What is retrofit intelligence?

Retrofit intelligence is the ability to adapt an existing sports venue to meet new event requirements, fan expectations, revenue opportunities, technology needs, and long-term ownership goals without starting over every time the market changes. It’s not just renovation. It’s not just temporary overlay. And it’s not just a design exercise. Retrofit intelligence is an owner’s strategy.

It’s the difference between a venue that can pursue a major event with confidence and one that has to absorb a one-time capital scramble every time the requirements change. It asks practical questions early, before a project becomes a rendering, a budget, or a construction schedule. Questions like…

  • Can the field be converted for different sports without compromising seating, revenue, sightlines, or schedule?
  • Can the seating bowl flex without undermining the fan experience?
  • Can premium areas support different types of hospitality?
  • Can broadcast, security, circulation, and back-of-house systems meet the requirements of a global event without breaking the building’s normal operating model?
  • Can the surrounding district handle larger crowds before and after the event?
  • Can investments made for one event continue creating value after that event is over?

These are not abstract questions. They are the questions that determine whether a venue remains competitive.

A FIFA-ready venue is not created with just new signage

A football stadium doesn’t become a FIFA-ready soccer venue because the logos change (or in this case, are hidden). The geometry alone tells the story. FIFA’s recommended field of play is 105 meters by 68 meters. An NFL field is 53.3 yards wide. That difference, roughly 21 additional yards of width, forces real decisions about the field, the lower bowl, the perimeter, sightlines, advertising boards, broadcast positions, player movement, security, and emergency access.

We are seeing that across the 2026 host venues.

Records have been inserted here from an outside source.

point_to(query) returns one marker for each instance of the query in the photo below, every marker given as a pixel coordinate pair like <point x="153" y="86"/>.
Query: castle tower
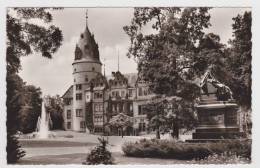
<point x="86" y="66"/>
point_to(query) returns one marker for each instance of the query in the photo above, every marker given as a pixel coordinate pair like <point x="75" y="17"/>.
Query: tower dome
<point x="87" y="48"/>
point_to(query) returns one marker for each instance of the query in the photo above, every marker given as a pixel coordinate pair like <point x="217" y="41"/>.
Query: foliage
<point x="25" y="37"/>
<point x="169" y="114"/>
<point x="166" y="56"/>
<point x="30" y="108"/>
<point x="55" y="108"/>
<point x="186" y="151"/>
<point x="100" y="154"/>
<point x="224" y="159"/>
<point x="239" y="57"/>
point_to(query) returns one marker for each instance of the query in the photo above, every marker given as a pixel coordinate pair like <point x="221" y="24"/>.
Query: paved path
<point x="37" y="151"/>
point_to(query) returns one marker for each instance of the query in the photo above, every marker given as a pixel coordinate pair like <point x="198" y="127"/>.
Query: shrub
<point x="14" y="151"/>
<point x="100" y="154"/>
<point x="186" y="151"/>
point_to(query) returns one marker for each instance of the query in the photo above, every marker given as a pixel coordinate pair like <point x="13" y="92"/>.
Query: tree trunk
<point x="175" y="130"/>
<point x="158" y="133"/>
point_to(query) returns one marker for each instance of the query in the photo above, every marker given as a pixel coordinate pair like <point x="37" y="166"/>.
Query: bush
<point x="186" y="151"/>
<point x="100" y="154"/>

In a comprehensive article on stadium retrofits for the World Cup, ESPN reported that at AT&T Stadium in Dallas, the playing surface was raised by four feet using 15,000 tons of material to create room for the larger soccer field, which required lower-level seating to come out. At SoFi Stadium in Los Angeles, the World Cup field sits above the NFL surface, and 100 seats were removed from each corner to accommodate the wider pitch. At MetLife Stadium in New Jersey, 1,740 corner seats were removed to fit the full soccer surface. At Arrowhead Stadium in Kansas City, 3,500 seats were removed. At NRG Stadium in Houston and Lincoln Financial Field in Philadelphia, corner or lower-bowl seating also had to be removed or reconfigured.

The surface is just as significant. World Cup matches are played on natural grass, which means artificial-turf venues had to become grass venues, at least for the tournament. ESPN also reported that Atlanta Stadium ripped out its artificial turf and replaced it with a ryegrass and Kentucky bluegrass mix; Boston’s Gillette Stadium tore out artificial turf, removed 10 inches of gravel, and rebuilt the field system with sand, porous ceramic, and sod. And Seattle’s Lumen Field installed nearly a foot of sand over its artificial turf before placing a ryegrass-Kentucky bluegrass blend.

The Canadian venues tell the same story in a different way. BMO Field in Toronto added temporary seating and upgraded its field, player spaces, locker rooms, broadcast infrastructure, Wi-Fi, hospitality areas, and other stadium systems. BC Place in Vancouver installed a hybrid grass pitch and completed upgrades to accessibility, hospitality, technology, locker rooms, and media areas.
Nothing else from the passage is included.